AlphaDev picked up new sorting algorithms that broke long-standing human benchmarks. For fixed-size inputs (like sorting exactly 3, 4, or 5 elements), the AI produced more efficient, smaller algorithms.  Even on larger, variable-length sorting issues, AlphaDev found gains through sequences up to a length of 8. One surprise was finding new "swap" and "copy" instruction patterns—clever tricks for reordering elements in fewer steps than in traditional designs.

What gives this achievement special meaning is that AlphaDev's algorithms were not mere theoretical exercises. They were exercised, verified, and ultimately used in LLVM's libc++ standard library sort, one of the most widely used C++ libraries on the planet. To the best of my knowledge, this is the first time ever that a fundamental sort routine in so prominent a library was replaced. In real-world benchmarking tests, the improvements amortized: while short sequences improved most significantly, even gigantic datasets saw noticeable improvements of approximately 1.7 percent on modern CPUs like ARMv8, AMD Zen 2, and Intel Skylake. Because so much sorting gets called into play in global computing infrastructure, even small percentage improvements bring huge cumulative savings.

The researchers also tried to see if AlphaDev could generalize from sorting. To try this, they had it apply to implementing VarInt deserialization, a convention used by Google's Protocol Buffers for encoding integers. AlphaDev produced a branchless, extremely efficient routine that was approximately three times faster than the human-written reference version. This demonstration proved that the method is not only applicable to sorting but can be applied to many fields in which performance and correctness are important.

The broader implications are significant. AlphaDev shows that AI can do more than optimize parameters or code tweaking—it can find new algorithms at a fundamental level. By framing algorithm discovery as a game, the researchers uncovered how machines could explore large search spaces and uncover solutions that human experts might never perceive.
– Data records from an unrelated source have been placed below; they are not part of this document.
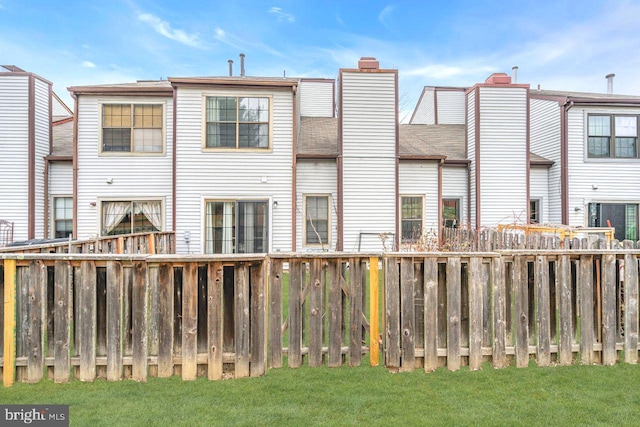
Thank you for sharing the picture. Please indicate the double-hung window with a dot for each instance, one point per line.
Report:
(236, 227)
(317, 220)
(132, 128)
(613, 136)
(237, 122)
(411, 218)
(125, 217)
(62, 217)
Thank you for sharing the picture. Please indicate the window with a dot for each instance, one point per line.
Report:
(411, 221)
(237, 122)
(451, 213)
(132, 128)
(236, 227)
(534, 211)
(317, 220)
(622, 216)
(125, 217)
(613, 137)
(62, 217)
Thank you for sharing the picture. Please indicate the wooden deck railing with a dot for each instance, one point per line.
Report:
(82, 316)
(138, 243)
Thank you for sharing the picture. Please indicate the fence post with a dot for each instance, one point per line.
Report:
(374, 305)
(9, 355)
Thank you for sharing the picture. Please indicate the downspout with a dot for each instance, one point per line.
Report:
(75, 165)
(294, 182)
(564, 161)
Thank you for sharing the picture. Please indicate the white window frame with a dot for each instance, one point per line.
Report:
(328, 243)
(102, 201)
(237, 148)
(132, 153)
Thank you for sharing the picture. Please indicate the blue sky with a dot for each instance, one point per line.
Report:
(562, 45)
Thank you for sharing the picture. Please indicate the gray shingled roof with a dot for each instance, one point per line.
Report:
(433, 140)
(62, 139)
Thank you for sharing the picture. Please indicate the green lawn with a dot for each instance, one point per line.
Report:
(574, 395)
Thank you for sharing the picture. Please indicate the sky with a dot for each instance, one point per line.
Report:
(560, 45)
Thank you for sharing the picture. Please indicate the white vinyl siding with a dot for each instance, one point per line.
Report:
(316, 177)
(42, 123)
(471, 153)
(232, 175)
(615, 180)
(545, 142)
(14, 150)
(421, 178)
(316, 98)
(369, 169)
(450, 104)
(133, 177)
(539, 190)
(425, 110)
(454, 186)
(503, 155)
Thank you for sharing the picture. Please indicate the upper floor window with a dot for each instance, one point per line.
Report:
(613, 136)
(132, 128)
(237, 122)
(411, 218)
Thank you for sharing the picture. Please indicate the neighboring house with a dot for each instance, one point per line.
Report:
(242, 164)
(25, 141)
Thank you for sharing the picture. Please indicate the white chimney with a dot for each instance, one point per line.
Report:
(610, 83)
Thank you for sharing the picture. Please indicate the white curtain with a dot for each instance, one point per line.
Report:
(113, 212)
(227, 228)
(153, 212)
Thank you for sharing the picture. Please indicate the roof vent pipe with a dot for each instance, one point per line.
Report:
(610, 82)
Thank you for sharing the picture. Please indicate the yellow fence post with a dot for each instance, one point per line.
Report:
(374, 335)
(9, 362)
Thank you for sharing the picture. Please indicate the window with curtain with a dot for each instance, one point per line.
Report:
(613, 136)
(236, 226)
(412, 218)
(62, 217)
(317, 220)
(132, 128)
(126, 217)
(237, 122)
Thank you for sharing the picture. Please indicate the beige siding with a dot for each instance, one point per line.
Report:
(316, 177)
(616, 180)
(454, 186)
(450, 105)
(369, 141)
(545, 141)
(503, 155)
(471, 153)
(539, 189)
(133, 176)
(42, 123)
(425, 110)
(252, 175)
(14, 137)
(316, 98)
(421, 179)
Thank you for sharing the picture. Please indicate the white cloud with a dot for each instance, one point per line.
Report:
(282, 16)
(164, 28)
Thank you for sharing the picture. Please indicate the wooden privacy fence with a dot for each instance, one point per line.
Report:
(82, 316)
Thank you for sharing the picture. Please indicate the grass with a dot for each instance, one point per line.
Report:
(573, 395)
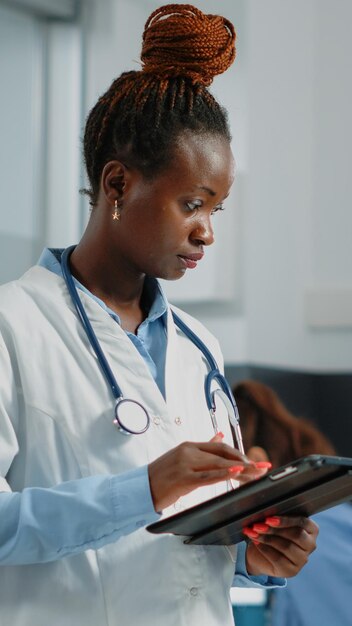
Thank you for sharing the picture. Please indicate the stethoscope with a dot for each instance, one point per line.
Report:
(131, 417)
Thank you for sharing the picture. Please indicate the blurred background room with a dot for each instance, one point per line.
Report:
(276, 288)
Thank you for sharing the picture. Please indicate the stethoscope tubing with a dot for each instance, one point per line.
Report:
(213, 375)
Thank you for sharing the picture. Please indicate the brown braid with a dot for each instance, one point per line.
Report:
(187, 43)
(138, 119)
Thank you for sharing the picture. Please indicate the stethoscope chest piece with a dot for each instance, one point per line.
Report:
(131, 417)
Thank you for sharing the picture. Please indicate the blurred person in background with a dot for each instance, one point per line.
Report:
(320, 595)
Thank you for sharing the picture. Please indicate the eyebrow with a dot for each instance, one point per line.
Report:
(209, 191)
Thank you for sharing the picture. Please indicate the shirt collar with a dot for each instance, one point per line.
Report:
(50, 259)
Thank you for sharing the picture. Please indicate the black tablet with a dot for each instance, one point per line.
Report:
(304, 487)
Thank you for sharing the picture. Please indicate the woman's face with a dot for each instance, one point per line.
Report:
(167, 222)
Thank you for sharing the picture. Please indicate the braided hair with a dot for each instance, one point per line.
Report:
(142, 113)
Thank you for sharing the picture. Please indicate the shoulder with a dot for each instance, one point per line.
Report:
(34, 291)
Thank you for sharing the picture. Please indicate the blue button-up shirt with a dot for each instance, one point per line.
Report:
(97, 499)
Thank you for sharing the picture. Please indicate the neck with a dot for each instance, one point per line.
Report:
(106, 275)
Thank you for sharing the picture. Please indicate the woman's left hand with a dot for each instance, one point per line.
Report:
(280, 546)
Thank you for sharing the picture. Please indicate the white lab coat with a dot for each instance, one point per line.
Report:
(57, 426)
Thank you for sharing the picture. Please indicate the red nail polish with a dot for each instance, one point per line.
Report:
(260, 528)
(273, 521)
(263, 465)
(250, 533)
(236, 469)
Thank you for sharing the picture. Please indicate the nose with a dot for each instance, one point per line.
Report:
(202, 232)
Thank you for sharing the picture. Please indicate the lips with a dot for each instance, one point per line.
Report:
(191, 260)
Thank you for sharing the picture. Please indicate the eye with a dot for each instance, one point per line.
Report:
(219, 207)
(193, 205)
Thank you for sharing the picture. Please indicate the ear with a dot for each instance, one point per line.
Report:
(113, 180)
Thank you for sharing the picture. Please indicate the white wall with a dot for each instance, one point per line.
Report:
(277, 290)
(288, 96)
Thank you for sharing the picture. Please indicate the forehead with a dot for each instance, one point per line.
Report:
(202, 160)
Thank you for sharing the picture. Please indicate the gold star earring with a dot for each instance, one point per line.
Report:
(117, 211)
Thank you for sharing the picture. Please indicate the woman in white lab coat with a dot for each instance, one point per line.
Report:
(77, 493)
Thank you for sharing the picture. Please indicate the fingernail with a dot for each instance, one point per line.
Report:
(250, 533)
(236, 469)
(263, 464)
(273, 521)
(260, 528)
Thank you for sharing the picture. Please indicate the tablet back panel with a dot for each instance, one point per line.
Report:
(303, 487)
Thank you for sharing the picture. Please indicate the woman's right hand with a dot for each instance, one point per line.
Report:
(191, 465)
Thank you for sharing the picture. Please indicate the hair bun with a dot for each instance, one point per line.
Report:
(180, 40)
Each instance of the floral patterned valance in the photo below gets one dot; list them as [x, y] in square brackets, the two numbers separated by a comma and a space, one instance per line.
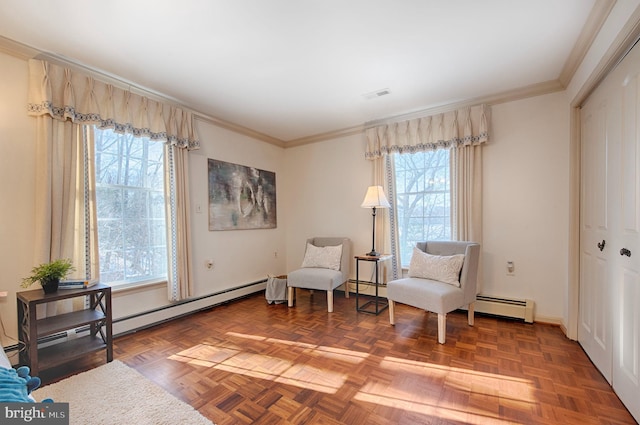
[67, 94]
[467, 126]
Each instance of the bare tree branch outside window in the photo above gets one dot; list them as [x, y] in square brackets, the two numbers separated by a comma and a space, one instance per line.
[132, 241]
[423, 196]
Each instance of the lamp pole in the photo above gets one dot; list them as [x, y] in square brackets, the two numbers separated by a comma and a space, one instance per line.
[373, 252]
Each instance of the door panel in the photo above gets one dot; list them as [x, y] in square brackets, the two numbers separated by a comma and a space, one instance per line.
[595, 323]
[626, 366]
[609, 328]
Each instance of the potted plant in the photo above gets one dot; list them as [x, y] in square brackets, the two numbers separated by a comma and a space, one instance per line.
[49, 274]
This could fundamentally change fields where speed and efficiency matter most, such as cryptography, compression, or high-performance computing.

In short, the paper points to a milestone in computing: a computer system has on its own discovered better sorting algorithms than those invented by humans, and they have already been adopted in critical software libraries. AlphaDev represents a boundary beyond which AI no longer engages in playing games or generating code—it helps develop the very algorithms that provide the foundation of computing today.